There are pro-social and anti-social uses of web scraping. If you have ever used Kayak or any other price discovery or price comparison website, you've relied on web scraping to provide you a service.
Also google or any other search engine
I believe Kayak has agreements with the sites they scrape though. So it's a different type of "scraping", really.
When I want to do web scraping is because I have an idea to build over the content of the website I would like to scrape.

Let's say you made a recipes website and I would like to build an app that will order the ingredients for a meal.

It would be useful to extract the recipes, so that I can create experiences like users picking a meal and have the ingredients delivered.

I guess I can't show your recipes as it can be copyright infringement but I can link it to you and sell the tomatoes.
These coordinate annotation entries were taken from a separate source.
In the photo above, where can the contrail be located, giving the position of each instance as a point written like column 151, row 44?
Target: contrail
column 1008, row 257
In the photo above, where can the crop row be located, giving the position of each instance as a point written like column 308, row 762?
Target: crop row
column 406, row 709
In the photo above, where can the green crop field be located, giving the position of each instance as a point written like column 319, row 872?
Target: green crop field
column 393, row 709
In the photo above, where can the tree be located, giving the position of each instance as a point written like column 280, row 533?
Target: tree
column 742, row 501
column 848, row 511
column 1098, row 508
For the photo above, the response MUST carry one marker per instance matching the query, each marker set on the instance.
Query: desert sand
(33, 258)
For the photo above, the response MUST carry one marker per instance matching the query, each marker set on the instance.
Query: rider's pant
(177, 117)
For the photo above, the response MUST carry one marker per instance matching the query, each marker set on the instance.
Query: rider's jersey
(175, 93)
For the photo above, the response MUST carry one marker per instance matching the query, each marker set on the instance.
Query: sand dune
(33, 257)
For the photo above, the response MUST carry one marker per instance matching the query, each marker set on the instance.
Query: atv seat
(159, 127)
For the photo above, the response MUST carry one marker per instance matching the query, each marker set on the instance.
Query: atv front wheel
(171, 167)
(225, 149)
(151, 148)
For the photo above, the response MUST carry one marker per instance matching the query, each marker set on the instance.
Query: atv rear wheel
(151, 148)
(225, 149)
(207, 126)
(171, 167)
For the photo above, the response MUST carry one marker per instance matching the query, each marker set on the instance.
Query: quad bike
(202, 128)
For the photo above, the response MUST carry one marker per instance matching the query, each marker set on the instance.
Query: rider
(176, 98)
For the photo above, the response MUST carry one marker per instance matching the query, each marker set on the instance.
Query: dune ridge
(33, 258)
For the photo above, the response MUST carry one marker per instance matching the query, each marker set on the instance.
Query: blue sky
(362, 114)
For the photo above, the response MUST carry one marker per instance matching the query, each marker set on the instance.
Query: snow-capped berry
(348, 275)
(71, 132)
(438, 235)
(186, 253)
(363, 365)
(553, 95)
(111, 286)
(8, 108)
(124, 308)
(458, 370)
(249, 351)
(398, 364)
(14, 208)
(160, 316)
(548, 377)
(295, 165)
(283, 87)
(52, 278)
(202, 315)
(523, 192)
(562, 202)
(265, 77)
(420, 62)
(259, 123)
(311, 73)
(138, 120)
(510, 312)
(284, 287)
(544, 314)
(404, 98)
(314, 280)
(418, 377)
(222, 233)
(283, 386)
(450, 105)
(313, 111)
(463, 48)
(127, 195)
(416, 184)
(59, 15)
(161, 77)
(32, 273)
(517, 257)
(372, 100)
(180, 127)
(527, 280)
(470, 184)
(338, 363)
Also, despite copying someones work is unethical and likely illegal , there is nothing unethical or illegal to use computers to analyse the data out there. I should be able to analyse recipe publications just as I can measure the air pollution. The web scarping comes in since the semantic web never happen.

I think, we all should be able to use other people's work to build something else on top of it. Of course I do not advocate outright taking it and re-sell it as of ours.

For example, I would like to be able to create an app with Netflix content but obviously I don't expect to be able to stream their content as if it is mine. What I should be able to do is to create an app with an experience designed by me that lets you stream their movies if you pay them.

Because there would no Internet search - no search engines, no Google Search, and essentially no Internet bigger than a hobbyist DARPA - without web scraping.
> people who are trying to build businesses on top of other people's innovation and data

How would scraping, say, reddit, differ from the business model of Reddit itself?

> those that are doing it to my platforms are doing so solely to steal data

What kind of data are you talking about?

Scraping itself isn't universally unethical. Google and Bing scraping websites to make information easier to access is fine, and scraping and analysing government data is even better. Public data should be public, after all.

However, the disgusting data brokers that employ most of the custom scrapers, are usually unethical. That's why I don't trust any person or company that admits being involved professionally in "scraping", because most of the time that means "we collect personal information that got leaked elsewhere and sell them on".

If we want to take the unethical route, I’d argue not providing an API (paid or free) is unethical and a nasty business practice.

I work for an ecommerce company and we scrape competitors for price information. Should this automated process using API’s not be okay, we’ll have humans do it. Less efficient for us, more traffic for a competitor. Should they provide a paid API with price information available, I’m sure we’d pay.

I think if you make intangible things public you shouldn’t consider them to be only yours anymore.